Noluthando “Noli” Duma has fought for almost 10 years to help orphans in child-headed homes in KwaZulu Natal, her home province in South Africa.
“I started by collecting food with some friends from church, and then distribute it to different homes,” Duma, 29, said. “My dream is to get a structure. I want a place where children can find solace and information.”
Duma’s dream seems closer to becoming a reality after spending six weeks at Florida International University as part of the Mandela Washington Fellowship for Young African Leaders.
The fellowship brings 500 young leaders from all 49 countries in sub-Saharan Africa to the United States for six weeks of academic coursework and leadership training at 20 different universities all over the country.
Never miss a local story.
The program concludes in the first week of August with a presidential summit in Washington, D.C.
The program, founded in 2014, is the flagship program of President Barack Obama’s Young African Leaders Initiative to empower a new generation of young African leaders who are shaping the continent’s future.
Obama, who in July became the first U.S. president to address the African Union, met with all the fellows on Monday.
The program focuses on young people for a reason: nearly one in three Africans are between the ages of 10 and 24, and approximately 60 percent of Africa’s total population is below the age of 35.
Khontile Kunene, senior technical advisor in the pharmaceutical sector, is eager to share her experience with others back home in Swaziland. She hopes to improve health outcomes for people by ensuring that only medicines of an assured quality are used in Swaziland.
“We’re in the process of updating legislation policy to establish systems for improved access of pharmaceuticals,” she said.
After the summit in Washington, about 100 fellows will stay for another six weeks, interning for nonprofit organizations, private companies, or governmental agencies that relate to their professional goals.

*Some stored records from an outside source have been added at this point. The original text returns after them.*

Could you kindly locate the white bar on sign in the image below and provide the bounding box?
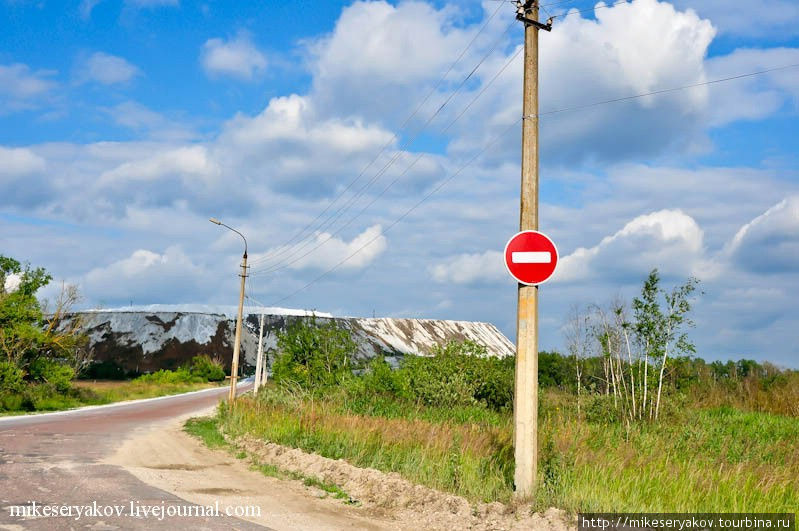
[510,251,552,264]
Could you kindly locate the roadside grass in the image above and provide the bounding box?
[183,414,357,504]
[0,380,219,416]
[73,380,224,405]
[219,386,799,512]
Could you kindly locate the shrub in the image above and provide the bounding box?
[0,361,25,393]
[400,340,513,410]
[272,317,356,388]
[189,354,225,382]
[348,356,410,398]
[30,358,75,393]
[83,360,126,380]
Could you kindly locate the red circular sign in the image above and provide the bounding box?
[505,230,558,286]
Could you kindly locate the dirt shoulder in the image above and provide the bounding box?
[104,410,399,530]
[108,410,573,531]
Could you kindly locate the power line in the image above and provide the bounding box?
[253,38,523,274]
[248,1,502,270]
[524,63,799,118]
[542,0,629,18]
[255,16,516,273]
[272,118,522,305]
[258,59,799,305]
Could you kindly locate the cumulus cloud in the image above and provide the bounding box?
[81,52,141,85]
[81,246,209,303]
[99,146,219,185]
[553,210,704,282]
[0,146,52,207]
[216,95,393,197]
[200,32,267,80]
[726,195,799,273]
[707,48,799,126]
[252,225,388,270]
[673,0,799,40]
[0,63,56,115]
[430,251,510,284]
[308,1,478,122]
[0,146,46,177]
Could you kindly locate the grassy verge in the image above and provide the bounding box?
[184,417,357,504]
[220,388,799,512]
[75,380,224,405]
[0,380,220,416]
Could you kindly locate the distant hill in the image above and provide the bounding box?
[61,305,515,373]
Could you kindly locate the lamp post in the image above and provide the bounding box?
[208,218,247,408]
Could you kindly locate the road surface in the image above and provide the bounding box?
[0,383,265,530]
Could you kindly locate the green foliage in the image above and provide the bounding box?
[272,316,356,389]
[0,255,90,410]
[134,367,205,384]
[29,358,75,393]
[82,360,127,380]
[396,340,513,410]
[190,354,230,382]
[0,361,25,393]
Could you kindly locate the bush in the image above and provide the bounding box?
[189,354,225,382]
[83,360,127,380]
[0,361,25,393]
[0,393,25,411]
[30,358,75,393]
[400,340,514,410]
[348,356,410,398]
[272,317,356,388]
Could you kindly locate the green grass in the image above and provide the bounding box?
[0,380,220,416]
[220,388,799,512]
[183,417,230,449]
[183,417,358,504]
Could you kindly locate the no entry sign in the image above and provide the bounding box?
[505,230,558,286]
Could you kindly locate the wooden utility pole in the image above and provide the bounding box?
[208,218,247,409]
[253,314,264,393]
[513,0,552,498]
[228,249,247,408]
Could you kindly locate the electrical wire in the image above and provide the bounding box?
[271,118,522,306]
[258,63,799,306]
[524,63,799,119]
[253,38,523,274]
[247,0,502,265]
[253,16,518,274]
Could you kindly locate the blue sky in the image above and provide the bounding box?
[0,0,799,367]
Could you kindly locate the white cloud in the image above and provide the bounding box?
[252,225,388,270]
[430,251,510,284]
[80,246,209,302]
[200,32,267,80]
[0,63,56,115]
[81,52,141,85]
[673,0,799,39]
[100,146,219,184]
[552,210,707,282]
[726,195,799,273]
[0,146,47,177]
[706,48,799,126]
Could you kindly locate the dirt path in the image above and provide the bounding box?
[107,411,572,531]
[105,410,402,530]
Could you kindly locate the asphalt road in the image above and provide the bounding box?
[0,384,264,530]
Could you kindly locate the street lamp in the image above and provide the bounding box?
[208,218,247,408]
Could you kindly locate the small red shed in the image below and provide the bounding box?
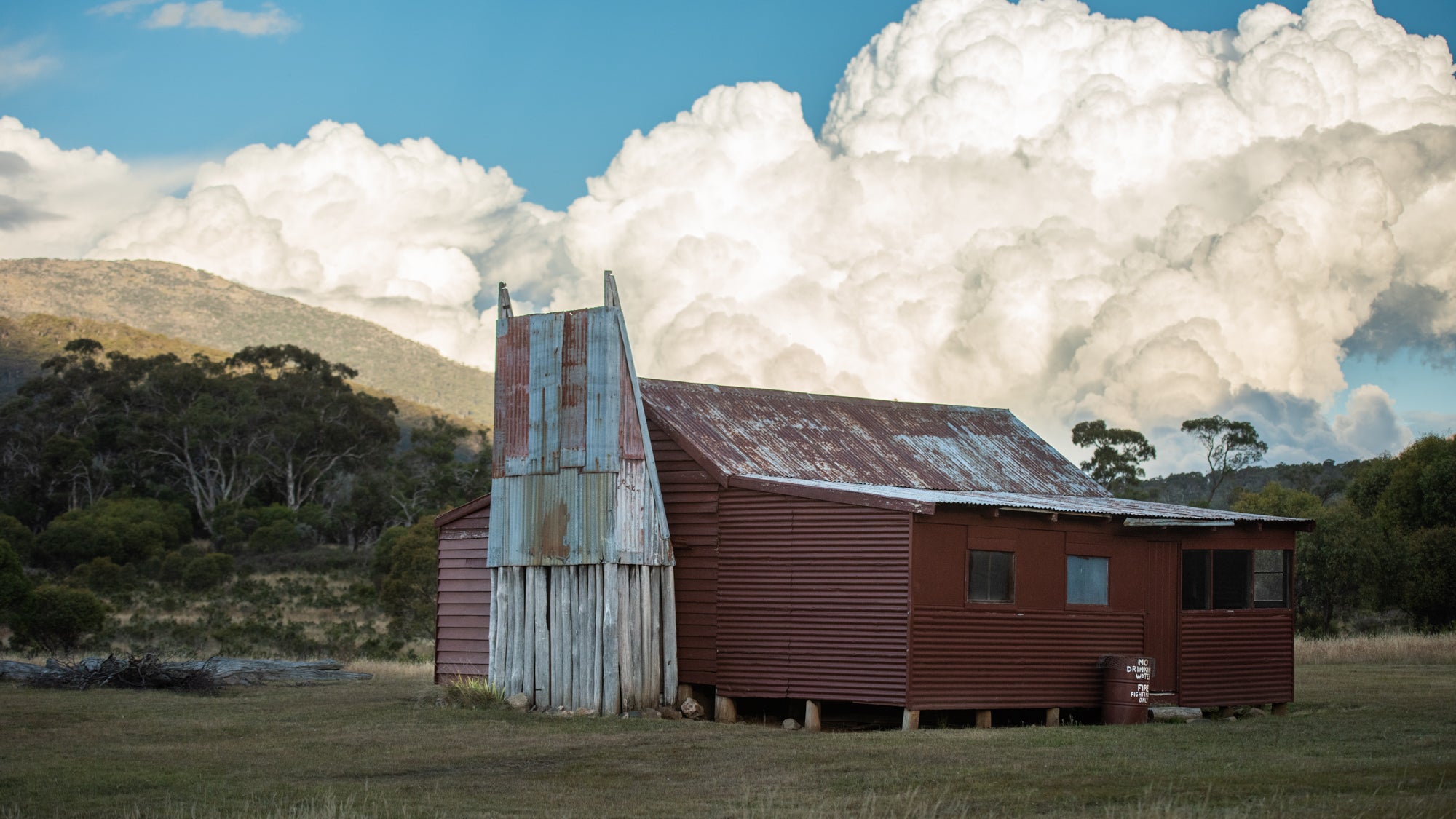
[437,278,1310,727]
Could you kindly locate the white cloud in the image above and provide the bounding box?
[0,116,192,258]
[20,0,1456,470]
[90,122,549,365]
[87,0,300,36]
[1402,410,1456,438]
[1334,383,1415,458]
[0,41,61,90]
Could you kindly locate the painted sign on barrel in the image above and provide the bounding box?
[1098,654,1155,726]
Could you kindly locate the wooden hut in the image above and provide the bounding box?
[435,274,677,713]
[437,278,1309,727]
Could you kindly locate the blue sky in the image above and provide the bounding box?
[0,0,1456,460]
[8,0,1456,210]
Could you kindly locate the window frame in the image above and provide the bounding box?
[1178,548,1294,612]
[965,548,1016,608]
[1061,551,1112,611]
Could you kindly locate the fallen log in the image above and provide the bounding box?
[0,654,374,691]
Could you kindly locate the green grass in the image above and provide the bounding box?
[0,663,1456,819]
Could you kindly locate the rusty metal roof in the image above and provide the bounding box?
[641,379,1109,499]
[728,475,1310,526]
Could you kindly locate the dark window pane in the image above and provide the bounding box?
[1254,550,1289,609]
[967,550,1016,604]
[1213,550,1252,609]
[1184,550,1208,609]
[1067,555,1107,606]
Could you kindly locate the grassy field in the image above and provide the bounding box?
[0,640,1456,819]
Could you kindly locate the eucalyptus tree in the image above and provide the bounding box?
[1182,416,1270,506]
[1072,420,1158,494]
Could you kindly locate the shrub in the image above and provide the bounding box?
[248,521,303,554]
[182,553,233,592]
[0,539,31,612]
[67,557,137,595]
[373,521,438,638]
[1405,526,1456,631]
[32,512,121,571]
[0,513,35,564]
[35,499,192,570]
[10,585,106,653]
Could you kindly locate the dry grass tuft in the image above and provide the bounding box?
[345,659,435,685]
[1294,633,1456,666]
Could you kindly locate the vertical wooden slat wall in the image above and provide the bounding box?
[485,275,678,713]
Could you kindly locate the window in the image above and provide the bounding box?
[1211,550,1249,609]
[1067,555,1107,606]
[1254,550,1289,609]
[1182,550,1290,611]
[1184,550,1208,611]
[967,550,1016,604]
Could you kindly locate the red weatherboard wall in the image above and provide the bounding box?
[648,422,718,685]
[716,490,910,705]
[907,512,1294,710]
[435,496,491,682]
[435,416,1294,710]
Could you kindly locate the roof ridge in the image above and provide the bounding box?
[639,377,1015,417]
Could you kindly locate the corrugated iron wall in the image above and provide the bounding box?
[716,490,910,705]
[489,306,673,566]
[648,419,719,685]
[909,609,1143,710]
[1178,609,1294,707]
[435,506,491,682]
[485,272,678,713]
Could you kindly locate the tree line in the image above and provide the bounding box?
[0,338,491,646]
[1072,416,1456,636]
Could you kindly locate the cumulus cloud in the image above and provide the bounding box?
[0,41,61,90]
[34,0,1456,470]
[1334,383,1415,458]
[0,116,191,258]
[87,0,300,36]
[90,121,550,364]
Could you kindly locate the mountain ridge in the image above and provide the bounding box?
[0,258,495,427]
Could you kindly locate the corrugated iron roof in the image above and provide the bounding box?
[641,379,1109,499]
[729,475,1310,525]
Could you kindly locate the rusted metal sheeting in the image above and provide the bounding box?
[716,490,910,705]
[1178,609,1294,707]
[489,306,673,566]
[728,475,1309,528]
[494,307,623,478]
[435,496,491,682]
[642,379,1108,497]
[907,609,1143,710]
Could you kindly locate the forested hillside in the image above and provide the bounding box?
[0,259,495,424]
[0,336,491,656]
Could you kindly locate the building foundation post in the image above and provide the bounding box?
[713,687,738,723]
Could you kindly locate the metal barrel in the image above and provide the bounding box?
[1098,654,1153,726]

Eldine Chilembo, who works in the maritime industry back home in Angola, has been advocating for women’s empowerment within the industry.

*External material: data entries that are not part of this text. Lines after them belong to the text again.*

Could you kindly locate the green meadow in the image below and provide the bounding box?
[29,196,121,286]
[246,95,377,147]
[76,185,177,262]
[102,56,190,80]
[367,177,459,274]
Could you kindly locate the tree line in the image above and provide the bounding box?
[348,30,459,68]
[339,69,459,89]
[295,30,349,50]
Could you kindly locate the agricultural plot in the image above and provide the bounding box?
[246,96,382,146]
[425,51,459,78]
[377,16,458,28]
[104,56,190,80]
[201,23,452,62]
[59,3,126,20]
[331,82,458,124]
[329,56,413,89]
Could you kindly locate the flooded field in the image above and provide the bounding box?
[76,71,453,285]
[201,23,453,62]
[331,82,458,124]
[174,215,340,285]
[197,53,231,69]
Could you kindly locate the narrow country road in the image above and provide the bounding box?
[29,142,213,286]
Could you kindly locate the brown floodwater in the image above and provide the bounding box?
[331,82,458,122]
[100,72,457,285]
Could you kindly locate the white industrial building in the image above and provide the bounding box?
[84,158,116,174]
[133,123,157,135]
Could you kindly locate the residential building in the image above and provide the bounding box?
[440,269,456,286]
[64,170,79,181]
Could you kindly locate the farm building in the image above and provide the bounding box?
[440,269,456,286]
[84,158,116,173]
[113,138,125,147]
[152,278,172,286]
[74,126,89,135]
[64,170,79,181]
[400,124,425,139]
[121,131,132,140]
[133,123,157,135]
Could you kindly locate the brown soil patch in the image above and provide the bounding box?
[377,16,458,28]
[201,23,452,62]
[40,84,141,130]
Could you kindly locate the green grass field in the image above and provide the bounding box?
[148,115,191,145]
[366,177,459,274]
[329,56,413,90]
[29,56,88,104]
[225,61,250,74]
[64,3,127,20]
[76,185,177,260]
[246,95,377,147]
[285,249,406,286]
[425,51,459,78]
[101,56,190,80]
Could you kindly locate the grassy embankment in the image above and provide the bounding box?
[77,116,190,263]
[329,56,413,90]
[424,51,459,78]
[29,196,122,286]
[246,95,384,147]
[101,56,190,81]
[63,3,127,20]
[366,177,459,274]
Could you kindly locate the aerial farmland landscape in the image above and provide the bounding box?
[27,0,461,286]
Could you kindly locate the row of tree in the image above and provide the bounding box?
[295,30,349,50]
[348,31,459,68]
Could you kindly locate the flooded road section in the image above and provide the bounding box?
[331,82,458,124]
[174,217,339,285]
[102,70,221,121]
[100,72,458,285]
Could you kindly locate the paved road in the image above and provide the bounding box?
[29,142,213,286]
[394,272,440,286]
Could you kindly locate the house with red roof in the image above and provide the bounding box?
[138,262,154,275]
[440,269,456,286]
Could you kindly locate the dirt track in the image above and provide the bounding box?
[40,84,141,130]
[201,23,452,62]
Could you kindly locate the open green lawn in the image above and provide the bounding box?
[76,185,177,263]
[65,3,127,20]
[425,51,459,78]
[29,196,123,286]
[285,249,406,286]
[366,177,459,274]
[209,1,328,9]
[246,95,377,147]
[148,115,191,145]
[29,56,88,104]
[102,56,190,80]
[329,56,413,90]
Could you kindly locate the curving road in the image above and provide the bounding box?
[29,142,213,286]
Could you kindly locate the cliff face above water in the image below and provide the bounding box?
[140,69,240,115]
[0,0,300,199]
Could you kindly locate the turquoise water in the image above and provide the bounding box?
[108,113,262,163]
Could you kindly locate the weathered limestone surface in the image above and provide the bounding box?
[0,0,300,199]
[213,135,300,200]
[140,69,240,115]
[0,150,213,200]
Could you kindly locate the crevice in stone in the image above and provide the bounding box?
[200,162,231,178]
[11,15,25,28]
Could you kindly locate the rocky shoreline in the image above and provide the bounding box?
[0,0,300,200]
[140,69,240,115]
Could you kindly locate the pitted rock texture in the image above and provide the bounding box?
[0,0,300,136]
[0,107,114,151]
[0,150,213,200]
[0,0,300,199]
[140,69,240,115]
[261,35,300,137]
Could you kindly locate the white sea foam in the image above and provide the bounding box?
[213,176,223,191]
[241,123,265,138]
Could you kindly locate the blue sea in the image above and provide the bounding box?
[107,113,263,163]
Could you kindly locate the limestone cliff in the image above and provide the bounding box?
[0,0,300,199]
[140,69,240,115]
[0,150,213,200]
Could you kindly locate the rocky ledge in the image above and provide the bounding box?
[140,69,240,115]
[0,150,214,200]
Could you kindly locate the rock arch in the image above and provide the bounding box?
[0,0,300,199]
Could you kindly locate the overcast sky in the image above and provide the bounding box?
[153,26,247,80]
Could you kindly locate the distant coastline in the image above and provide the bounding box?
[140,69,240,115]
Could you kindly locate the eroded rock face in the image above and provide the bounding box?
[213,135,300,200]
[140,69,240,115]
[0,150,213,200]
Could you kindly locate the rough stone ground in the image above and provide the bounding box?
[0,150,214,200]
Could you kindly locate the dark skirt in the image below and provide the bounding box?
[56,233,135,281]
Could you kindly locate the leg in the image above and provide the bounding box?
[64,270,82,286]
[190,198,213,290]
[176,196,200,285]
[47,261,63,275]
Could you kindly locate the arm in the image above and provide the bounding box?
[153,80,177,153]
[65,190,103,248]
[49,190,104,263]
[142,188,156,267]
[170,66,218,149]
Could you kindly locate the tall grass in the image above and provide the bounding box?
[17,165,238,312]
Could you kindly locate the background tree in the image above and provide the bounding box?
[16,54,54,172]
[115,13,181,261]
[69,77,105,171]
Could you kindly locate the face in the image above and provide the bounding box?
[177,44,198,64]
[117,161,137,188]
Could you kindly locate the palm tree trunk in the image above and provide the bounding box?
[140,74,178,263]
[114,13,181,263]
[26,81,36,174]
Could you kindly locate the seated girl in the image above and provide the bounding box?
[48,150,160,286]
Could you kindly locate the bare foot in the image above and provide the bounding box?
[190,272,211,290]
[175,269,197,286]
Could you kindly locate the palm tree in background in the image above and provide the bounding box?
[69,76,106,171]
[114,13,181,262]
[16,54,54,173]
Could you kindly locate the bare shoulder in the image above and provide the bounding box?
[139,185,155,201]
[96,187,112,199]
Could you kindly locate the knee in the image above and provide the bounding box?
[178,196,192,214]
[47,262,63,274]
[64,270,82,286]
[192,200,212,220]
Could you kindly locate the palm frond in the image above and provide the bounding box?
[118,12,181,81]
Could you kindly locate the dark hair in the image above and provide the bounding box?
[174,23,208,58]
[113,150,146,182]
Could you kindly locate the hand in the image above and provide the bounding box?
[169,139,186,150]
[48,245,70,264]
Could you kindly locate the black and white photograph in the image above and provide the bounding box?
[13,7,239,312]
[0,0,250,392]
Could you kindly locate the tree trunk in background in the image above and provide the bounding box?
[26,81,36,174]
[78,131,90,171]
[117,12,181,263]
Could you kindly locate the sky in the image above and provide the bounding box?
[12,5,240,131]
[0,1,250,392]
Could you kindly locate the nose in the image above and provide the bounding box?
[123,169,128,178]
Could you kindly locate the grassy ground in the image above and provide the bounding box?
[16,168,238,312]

“I’ve been trying to raise more awareness,” she said. “I hope to someday create and influence policies.”
Chilembo, who will soon intern with the U.S. Transportation Department, hopes the experience will help her continue efforts to encourage women to take up leadership roles in the industry.
FIU was selected for a second time to host 25 young leaders between the ages of 25 and 35, and was the only university in Florida hosting. FIU received 25 fellows interested in public management. Other focus areas included business and entrepreneurship, as well as civic engagement.
Rodney Quatre, who works for the Seychelles National Parks Authority, hopes his training at FIU will help him enhance current efforts for the conservation and sustainable use of marine ecosystems and resources in the Seychelles.
“We need to change the way we look at things,” Quatre said. “Coming from a developing country, seeing how others do things develops you further.”
For the first time this year, the fellows were matched up with peer collaborators — young leaders in Miami working in similar interest areas.
Duma, who works at the National Institute for Communicable Diseases, was able to refine her project with the help of her mentor and peer collaborator.
“They taught me I need to walk before I run,” she said. “Now I feel more strengthened. They made my dream feel more tangible.”
After six weeks learning about other nonprofits and public entities, Duma is taking back the practical experience to improve her organization, Nal'uthando Rejuvenation Center, by seeking funding from donors or investors.
“What drives me is the value Ubuntu — human kindness,” Duma said. “I cannot do it alone.”